Dazu muss das gesunde Aufwand-Nutzen-Denken wieder entwickelt werden. Solche irrsinnigen und künstlich hochgespielten Kennziffern wie IWP und Ratioleistungen müssen verschwinden. Der Gewinn ist der Gradmesser der Produktivität, und was unproduktiv wird, kann sich nicht in der Lohntüte wieder finden, und daran hat niemand ein Interesse.

Darum müssen hier neue, auch marktorientierte Gedanken mit allen Konsequenzen entwickelt werden.

2. Durchsetzung der Demokratie im Betrieb

Demokratie ist für uns nach wie vor Einzelentscheidung, aber unter kollektiver Beratung, wobei das Kollektiv der Bedeutung und dem Inhalt der jeweiligen Situation angepasst sein muss. Die Orientierung ist aber stets: mehr Autorität, mehr Wertschätzung den Fachleuten sowie den Betroffenen.

Wenn wir uns mit Stolz Faserplattenwerker nennen, dann dürften wir uns auf dem richtigen Weg befinden.

3. Neue Rolle der Gewerkschaften

Bei der Durchsetzung der bisher genannten Ziele ist davon auszugehen, dass unpopuläre Maßnahmen, die ökonomisch begründet sind, zum Abbau von übersozialer Funktionalität durchzusetzen sind (Umsetzungen; Kündigungen u. a.).

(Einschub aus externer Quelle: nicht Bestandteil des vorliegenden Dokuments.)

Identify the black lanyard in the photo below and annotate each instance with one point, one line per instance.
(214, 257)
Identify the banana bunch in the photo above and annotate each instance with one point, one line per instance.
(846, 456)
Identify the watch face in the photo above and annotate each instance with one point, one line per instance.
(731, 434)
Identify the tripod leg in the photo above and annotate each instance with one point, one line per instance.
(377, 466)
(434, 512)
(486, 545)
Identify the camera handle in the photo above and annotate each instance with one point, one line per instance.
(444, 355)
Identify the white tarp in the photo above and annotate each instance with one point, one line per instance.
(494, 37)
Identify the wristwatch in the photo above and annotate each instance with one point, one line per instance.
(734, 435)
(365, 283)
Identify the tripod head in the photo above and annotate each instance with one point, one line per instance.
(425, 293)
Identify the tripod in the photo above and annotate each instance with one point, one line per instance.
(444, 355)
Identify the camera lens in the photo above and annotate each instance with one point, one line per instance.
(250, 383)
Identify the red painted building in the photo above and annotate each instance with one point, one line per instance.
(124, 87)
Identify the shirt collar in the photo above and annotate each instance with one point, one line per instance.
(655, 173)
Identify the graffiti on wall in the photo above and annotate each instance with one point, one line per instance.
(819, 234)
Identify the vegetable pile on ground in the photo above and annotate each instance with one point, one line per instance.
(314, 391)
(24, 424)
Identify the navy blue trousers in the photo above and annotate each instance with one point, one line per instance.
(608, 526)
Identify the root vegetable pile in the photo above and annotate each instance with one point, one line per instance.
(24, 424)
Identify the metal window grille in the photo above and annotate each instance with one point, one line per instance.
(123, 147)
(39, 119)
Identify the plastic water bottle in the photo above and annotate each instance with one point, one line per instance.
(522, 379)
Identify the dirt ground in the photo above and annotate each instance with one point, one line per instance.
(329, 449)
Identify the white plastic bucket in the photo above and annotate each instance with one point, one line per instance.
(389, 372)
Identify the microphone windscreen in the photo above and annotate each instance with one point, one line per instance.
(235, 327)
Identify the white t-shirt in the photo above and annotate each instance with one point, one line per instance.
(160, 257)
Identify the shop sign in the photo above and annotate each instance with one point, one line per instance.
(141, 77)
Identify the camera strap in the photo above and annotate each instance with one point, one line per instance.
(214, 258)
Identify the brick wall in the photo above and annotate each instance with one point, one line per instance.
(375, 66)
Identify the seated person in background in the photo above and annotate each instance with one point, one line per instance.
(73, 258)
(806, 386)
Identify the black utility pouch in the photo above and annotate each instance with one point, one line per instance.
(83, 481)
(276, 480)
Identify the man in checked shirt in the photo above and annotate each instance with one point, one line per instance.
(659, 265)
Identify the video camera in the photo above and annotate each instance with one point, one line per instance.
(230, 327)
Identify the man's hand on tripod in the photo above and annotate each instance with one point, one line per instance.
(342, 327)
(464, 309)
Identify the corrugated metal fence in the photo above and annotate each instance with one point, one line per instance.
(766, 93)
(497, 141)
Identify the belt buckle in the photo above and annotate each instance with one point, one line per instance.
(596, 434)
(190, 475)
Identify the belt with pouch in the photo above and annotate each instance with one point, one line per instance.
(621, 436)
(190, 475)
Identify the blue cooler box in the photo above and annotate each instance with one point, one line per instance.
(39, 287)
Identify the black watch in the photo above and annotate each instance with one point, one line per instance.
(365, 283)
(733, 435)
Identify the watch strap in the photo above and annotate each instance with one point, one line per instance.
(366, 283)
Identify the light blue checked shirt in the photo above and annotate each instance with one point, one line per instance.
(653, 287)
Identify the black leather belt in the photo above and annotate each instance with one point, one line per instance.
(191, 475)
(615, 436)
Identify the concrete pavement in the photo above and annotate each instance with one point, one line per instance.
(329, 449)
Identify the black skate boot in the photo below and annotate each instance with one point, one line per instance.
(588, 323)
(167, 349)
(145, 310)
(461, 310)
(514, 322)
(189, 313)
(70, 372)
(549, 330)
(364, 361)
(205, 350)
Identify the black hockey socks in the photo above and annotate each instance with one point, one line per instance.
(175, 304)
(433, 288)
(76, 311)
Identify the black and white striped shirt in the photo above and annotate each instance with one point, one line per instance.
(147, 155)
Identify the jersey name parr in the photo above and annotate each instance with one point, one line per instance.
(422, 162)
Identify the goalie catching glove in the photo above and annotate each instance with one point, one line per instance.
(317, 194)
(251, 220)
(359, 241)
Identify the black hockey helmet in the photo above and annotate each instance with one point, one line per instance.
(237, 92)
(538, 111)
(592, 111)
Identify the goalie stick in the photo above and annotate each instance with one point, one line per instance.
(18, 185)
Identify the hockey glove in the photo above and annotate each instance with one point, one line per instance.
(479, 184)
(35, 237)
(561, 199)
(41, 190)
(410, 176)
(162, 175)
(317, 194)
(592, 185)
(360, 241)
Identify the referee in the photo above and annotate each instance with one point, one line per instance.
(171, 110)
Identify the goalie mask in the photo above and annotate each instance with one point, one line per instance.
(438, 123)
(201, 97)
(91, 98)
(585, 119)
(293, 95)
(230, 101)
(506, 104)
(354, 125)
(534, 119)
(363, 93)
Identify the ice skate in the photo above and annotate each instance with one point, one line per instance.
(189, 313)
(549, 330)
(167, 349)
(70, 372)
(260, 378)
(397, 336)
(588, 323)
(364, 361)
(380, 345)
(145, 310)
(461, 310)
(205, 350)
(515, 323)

Dazu, wie auch zur Wahrung aller anderen Interessen der Werktätigen (z. B. Lohn, Leistung), bedarf es einer starken, bewußten Gewerkschaft neuen Typs, die sich direkt am Betriebsgeschehen beteiligt.

4. Entwicklung der kommunalen Beziehungen

Wir arbeiten in unserem Betrieb, leben aber außerdem in dem Territorium Ribnitz und Umgebung. Hier muss ein neuer Denkprozess der Beziehungen zueinander einsetzen. Sei es die Wohnungsfrage oder der Umweltschutz, die nicht am Betriebstor haltmachen.

Wir, als größter Betrieb, und größter Verschmutzer, müssen uns den neuen Anforderungen bewusst werden und handeln.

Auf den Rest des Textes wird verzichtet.